What was it like?

I learned my software skills on the Ferranti Mercury computer. It had as I recall 468 words of memory (a word is about 6 bytes so call it 3k bytes).   Let's see, my phone has 8,000,000,000 bytes - that's about 2.5 million times more.  My phone makes the 1500 instructions per second look pretty silly as well.

The computer was big. The electronics used valves and they get hot. So each cabinet has a refrigerating unit built-in, and they were noisy. 

To program this remotely we wrote the programs on paper tape (5 track) and sent it with a teletype machine to operators who would give us a 24-hour turnaround for each test if we were lucky. The program language was Mercury Autocode - which looks a lot like the original BASIC language, if you remember that.

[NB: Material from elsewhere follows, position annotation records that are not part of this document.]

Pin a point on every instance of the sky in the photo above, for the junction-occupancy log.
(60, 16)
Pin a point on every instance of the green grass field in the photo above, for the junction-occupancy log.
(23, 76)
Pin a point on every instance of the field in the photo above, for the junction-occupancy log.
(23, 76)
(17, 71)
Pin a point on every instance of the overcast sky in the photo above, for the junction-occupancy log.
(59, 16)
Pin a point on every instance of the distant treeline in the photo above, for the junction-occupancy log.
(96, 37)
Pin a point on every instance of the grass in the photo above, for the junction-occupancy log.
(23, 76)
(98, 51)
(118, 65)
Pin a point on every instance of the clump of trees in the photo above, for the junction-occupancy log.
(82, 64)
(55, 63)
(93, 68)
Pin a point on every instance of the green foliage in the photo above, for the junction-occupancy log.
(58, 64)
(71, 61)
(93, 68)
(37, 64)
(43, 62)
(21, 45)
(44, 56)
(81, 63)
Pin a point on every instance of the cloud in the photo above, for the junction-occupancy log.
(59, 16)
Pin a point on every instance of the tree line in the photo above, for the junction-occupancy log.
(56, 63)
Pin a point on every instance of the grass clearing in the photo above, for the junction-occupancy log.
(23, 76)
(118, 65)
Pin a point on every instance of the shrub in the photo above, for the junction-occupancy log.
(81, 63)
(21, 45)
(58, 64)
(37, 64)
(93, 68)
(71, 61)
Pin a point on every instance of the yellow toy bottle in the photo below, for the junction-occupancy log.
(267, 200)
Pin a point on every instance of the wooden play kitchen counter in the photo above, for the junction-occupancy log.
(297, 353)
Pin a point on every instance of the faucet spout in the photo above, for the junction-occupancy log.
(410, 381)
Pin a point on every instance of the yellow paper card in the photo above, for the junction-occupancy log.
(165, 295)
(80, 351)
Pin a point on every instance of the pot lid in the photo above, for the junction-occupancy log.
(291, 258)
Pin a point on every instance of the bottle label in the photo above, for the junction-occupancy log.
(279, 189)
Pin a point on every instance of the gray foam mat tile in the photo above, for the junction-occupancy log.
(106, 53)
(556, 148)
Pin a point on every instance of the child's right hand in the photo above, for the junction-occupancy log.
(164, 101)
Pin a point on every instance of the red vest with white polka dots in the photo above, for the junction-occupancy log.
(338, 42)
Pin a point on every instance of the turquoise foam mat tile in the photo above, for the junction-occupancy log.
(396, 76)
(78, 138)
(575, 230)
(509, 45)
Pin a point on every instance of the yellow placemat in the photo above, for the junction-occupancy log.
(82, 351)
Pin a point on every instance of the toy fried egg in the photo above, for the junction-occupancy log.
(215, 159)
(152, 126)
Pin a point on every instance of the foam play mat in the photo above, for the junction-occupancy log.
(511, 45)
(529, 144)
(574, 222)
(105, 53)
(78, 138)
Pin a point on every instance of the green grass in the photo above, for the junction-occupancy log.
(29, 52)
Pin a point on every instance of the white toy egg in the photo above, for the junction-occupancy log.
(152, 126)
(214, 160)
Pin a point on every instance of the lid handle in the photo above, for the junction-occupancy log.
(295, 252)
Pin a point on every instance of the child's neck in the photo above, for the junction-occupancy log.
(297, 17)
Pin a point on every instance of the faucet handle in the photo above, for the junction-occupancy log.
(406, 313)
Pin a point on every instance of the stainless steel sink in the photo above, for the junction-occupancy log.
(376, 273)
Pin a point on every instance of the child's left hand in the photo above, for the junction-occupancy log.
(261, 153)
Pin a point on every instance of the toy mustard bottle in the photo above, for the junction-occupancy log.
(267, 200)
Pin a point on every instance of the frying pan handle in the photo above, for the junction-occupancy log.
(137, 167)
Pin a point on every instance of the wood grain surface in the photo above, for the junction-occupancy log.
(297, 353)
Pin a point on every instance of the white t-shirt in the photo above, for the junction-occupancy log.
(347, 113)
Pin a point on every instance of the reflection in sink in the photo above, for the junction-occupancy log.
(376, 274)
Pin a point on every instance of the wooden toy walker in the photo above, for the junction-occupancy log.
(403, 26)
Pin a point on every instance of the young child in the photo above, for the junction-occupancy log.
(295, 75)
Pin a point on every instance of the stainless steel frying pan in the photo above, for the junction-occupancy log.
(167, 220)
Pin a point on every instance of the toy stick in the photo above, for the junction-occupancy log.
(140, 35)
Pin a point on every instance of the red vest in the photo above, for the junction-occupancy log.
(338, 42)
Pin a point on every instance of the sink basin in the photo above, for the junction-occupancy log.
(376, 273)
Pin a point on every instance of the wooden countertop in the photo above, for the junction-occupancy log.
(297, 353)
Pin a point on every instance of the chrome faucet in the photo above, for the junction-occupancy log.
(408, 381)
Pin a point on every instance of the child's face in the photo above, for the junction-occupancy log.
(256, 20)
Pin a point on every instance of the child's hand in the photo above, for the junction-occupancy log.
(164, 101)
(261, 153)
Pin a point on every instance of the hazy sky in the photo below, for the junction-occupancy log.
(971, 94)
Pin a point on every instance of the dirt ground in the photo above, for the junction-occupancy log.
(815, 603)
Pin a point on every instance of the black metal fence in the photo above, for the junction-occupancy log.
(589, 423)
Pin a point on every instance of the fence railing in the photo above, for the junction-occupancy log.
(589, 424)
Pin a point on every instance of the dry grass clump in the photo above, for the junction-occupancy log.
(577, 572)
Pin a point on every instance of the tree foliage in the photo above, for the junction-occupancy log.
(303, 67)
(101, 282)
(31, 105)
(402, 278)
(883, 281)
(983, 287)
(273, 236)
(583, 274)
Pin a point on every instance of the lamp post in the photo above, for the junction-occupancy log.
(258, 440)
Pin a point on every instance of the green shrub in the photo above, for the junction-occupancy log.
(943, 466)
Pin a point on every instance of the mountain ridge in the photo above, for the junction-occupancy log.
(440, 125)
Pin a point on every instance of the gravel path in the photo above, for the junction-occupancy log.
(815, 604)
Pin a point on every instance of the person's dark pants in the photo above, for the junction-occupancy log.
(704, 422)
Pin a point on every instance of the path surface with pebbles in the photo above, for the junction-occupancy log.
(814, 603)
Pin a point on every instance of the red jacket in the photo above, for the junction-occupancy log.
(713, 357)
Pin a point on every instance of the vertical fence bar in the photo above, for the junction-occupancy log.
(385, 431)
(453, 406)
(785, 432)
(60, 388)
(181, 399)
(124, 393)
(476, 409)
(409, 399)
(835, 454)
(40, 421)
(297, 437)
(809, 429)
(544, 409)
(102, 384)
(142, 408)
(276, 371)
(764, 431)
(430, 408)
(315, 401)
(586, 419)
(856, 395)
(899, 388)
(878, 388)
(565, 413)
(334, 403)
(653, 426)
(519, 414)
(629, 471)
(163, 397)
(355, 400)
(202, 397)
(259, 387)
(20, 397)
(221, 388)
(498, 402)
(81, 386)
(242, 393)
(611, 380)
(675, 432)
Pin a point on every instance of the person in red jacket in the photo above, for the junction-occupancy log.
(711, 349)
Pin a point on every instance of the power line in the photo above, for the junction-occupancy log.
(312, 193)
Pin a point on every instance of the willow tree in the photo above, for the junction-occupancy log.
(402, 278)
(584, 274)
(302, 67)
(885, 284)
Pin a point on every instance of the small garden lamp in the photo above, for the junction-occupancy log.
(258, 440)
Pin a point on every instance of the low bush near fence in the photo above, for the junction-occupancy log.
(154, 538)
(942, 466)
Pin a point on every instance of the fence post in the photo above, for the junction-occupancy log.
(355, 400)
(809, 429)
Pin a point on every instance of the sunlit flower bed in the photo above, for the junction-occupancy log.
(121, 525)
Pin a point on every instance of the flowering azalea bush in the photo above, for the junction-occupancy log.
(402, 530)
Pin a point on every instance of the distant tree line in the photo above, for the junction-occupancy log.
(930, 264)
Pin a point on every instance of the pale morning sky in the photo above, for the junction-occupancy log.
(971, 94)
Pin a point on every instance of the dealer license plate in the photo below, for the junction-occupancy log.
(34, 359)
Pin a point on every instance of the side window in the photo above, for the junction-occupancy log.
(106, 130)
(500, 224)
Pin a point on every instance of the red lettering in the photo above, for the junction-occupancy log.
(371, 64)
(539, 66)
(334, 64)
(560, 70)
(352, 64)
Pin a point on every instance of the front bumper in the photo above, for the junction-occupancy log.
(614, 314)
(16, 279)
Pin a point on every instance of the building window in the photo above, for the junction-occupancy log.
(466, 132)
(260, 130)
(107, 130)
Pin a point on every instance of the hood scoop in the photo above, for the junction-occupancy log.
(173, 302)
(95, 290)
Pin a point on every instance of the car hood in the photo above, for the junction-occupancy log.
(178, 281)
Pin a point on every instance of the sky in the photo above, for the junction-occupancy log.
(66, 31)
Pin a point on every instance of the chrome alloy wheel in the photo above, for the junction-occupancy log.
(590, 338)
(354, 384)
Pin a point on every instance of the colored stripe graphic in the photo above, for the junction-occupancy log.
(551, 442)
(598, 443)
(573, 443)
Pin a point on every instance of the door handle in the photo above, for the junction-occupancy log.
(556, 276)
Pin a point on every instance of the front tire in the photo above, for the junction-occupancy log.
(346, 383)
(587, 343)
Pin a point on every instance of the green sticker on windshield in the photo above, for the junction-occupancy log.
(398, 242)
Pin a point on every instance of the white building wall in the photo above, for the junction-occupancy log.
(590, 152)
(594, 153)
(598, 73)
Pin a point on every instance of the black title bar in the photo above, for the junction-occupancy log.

It was the first computer used in CERN  and the main computer used for scientific calculations at my company (ICI). By the time I started it was getting long in the tooth and after a couple of years it was replaced with a KDF9.  That didn't last very long (they apparently only built 29 of them) and we switched to the first IBM System/360 which was a massive change, and set the pattern for many years. 

It was different from a modern computer, but the basic components were really the same. A processor, memory, printer, and external memory all communicated through a bus. All that has really happened in the last 6 decades is that the components all got smaller and faster.  Moore's Law works!